When you buy life insurance there are three parties involved; the owner, the beneficiary and the person who is insured. Typically the person who buys the insurance is the owner and the insured. If I buy life insurance on myself I own it and I am probably the insured. As the owner I get to name the beneficiaries. Simple as that.
I can name anyone I want as the beneficiary. If I die, the beneficiaries will get the loot and they won’t pay a cent in income or estate tax. Sweet (for them). The are really only a few exceptions to this.
If I name my estate or my living trust as beneficiaries or if I fail to name a beneficiary, the proceeds will be included in my estate and therefore taxable. Why? Because according to the IRS I have an “incidence of ownership” in those situations. That’s bad news because my estate may have to pay estate tax on those proceeds.
But the good news is that this is completely avoidable. All you have to do is make sure to name someone else as the beneficiary. Since the entire reason you buy life insurance to provide for others, this isn’t a hard requirement to comply with.
The second exception is if you buy life insurance through your employer using pre-tax dollars. If you go this route and then die, the death benefit becomes taxable income.
Your beneficiaries won’t have to pay it per se but the income tax is going to going to take a huge slice out of that pot of dough and there will be a lot less available for the family as a result.
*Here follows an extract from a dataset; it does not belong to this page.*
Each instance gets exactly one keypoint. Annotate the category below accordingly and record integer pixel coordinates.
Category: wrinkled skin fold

Many employers offer life insurance group policies and they are usually a fantastic benefit. Just make sure to check with HR. If you have the option, think about buying that life insurance with after-tax dollars instead. That way, if you pass away, your family will get 100% of the benefit and beat the tax man at his own game.
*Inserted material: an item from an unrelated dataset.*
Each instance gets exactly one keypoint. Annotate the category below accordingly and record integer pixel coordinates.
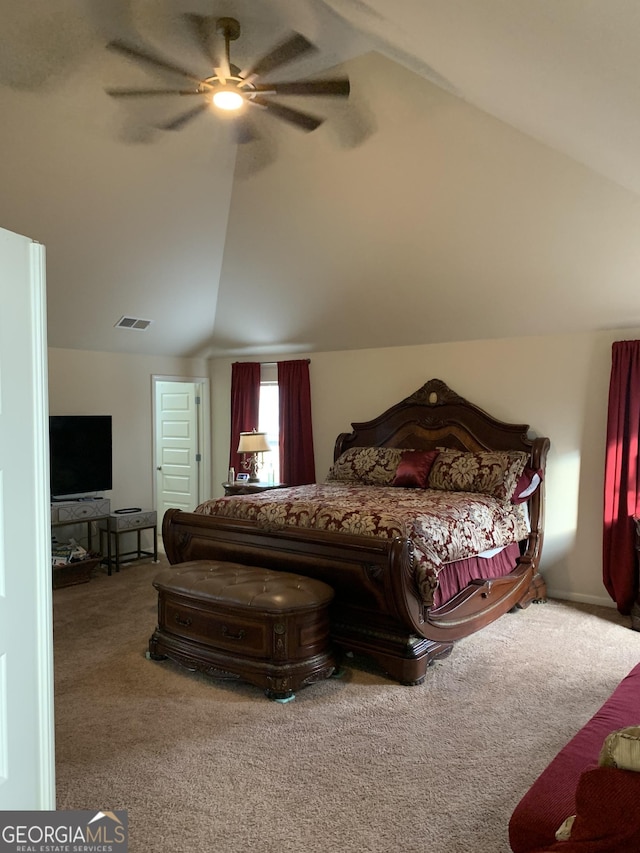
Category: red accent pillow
(413, 470)
(527, 484)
There is one other reason why your beneficiaries might pay some tax on death benefits and that’s when the money earns interest before being distributed to the beneficiaries.
Let me explain.
Once there is a death claim and the paperwork is settled, the benefit becomes available immediately. Sometimes the beneficiaries leave the money on deposit with the insurance company until they decide what to do with the money. In that case, the insurance company pays interest and that interest is taxable. This isn’t a huge problem and it’s not something you should worry about but it’s something to be aware of.
As you can see, it’s easy to shield life insurance death benefits from the tax man. Make sure you have the right beneficiaries that you have no incidence of ownership and that employer-provided life insurance is paid for after-tax. Of course there are always exceptions. Depending on your particular situation, you may want to use other tactics. That’s when a good qualified estate planning attorney really comes in handy.
Have you considered how to structure your life insurance to minimize tax? What have you done? What are your major concerns?